Une corrélation est aussi observée entre empan envers et score à l’exercice d’intrus phonémiques. Dans les exercices de recherche d’intrus, pour chaque item, le sujet doit effectuer des allers-retours entre les 4 mots à comparer, à la recherche de points communs et différences phonologiques, tout en gardant en mémoire les résultats de ses premières comparaisons pour éviter de perdre du temps à explorer plusieurs fois les mêmes hypothèses. Il semble que c’est surtout pour la recherche d’intrus phonémiques, qu’un tel niveau d’exigence pourrait avoir mis en situation d’échec les patients, qui auraient abandonné l’effort de traitement phonologique, et fini par ne pas répondre ou répondre au hasard. Rappelons que leurs scores aux intrus phonémiques sont significativement moins bons que ceux des contrôles appariés, alors que leurs temps de réaction sont significativement meilleurs. Nous supposons donc, qu’en état de surcharge cognitive, ils ont privilégié la rapidité de réaction à la précision des réponses, ce que corroborent nos observations cliniques lors des passations. Nous supposons que si ce phénomène n’a pas été observé pour la recherche d’intrus syllabiques, c’est que le traitement au niveau de la syllabe, plus écologique (cf. hypothèse 1) n’a pas occasionné un tel surcoût attentionnel.

58

Hypothèse 4 a : Les performances à la tâche de lecture de pseudomots en termes d’écarts- types (normes Phonolec, temps et score) sont moindres chez certains adultes sourds post- linguaux. L’hypothèse 4a est rejetée.

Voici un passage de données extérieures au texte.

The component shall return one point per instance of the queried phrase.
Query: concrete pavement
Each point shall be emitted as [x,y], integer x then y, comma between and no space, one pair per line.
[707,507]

Les scores des sujets sourds en lecture de pseudomots ne sont dans l’ensemble pas moins bons que la norme. Leurs écarts-types sont légèrement inférieurs à la norme en temps de lecture, sans que cela ne soit pathologique. La lecture de pseudomots teste la voie dorsale phonologique. L’étude de Lazard et al. (2012) conclut que lors d’une tâche de rimes sur mots écrits, les adultes sourds post-linguaux délaissent la voie dorsale au profit de l’utilisation de leur voie lexicale ventrale, ceci pour pallier une insuffisance de décomposition phonologique. Leur voie sublexicale n’est donc pas nécessairement détériorée, l’étude de Lazard et al. ne concernant pas les voies de lecture elles-mêmes mais leur activation pendant une tâche phonologique. Nous n’observons pas de détérioration de la voie sublexicale.

Hypothèse 4 b : Les résultats aux tâches mettant en jeu la voie lexicale, décision lexicale et lecture de mots réguliers et irréguliers, ne sont pas chutés en termes d’écarts-types (normes Phonolec, temps et score). L’hypothèse 4b est validée.

La lecture de mots réguliers et irréguliers connus teste la voie lexicale. La décision lexicale visuelle évalue le lexique orthographique d'entrée et la voie lexicale. Aucune dégradation de la voie lexicale n’est établie par les résultats aux épreuves de lecture passées avec le logiciel Phonolec. Lyxell et al. (2003) observent néanmoins chez les candidats à l’IC une décision lexicale chutée quant à la précision surtout pour les homophones, c’est-à-dire quand un traitement phonologique plus fin est requis.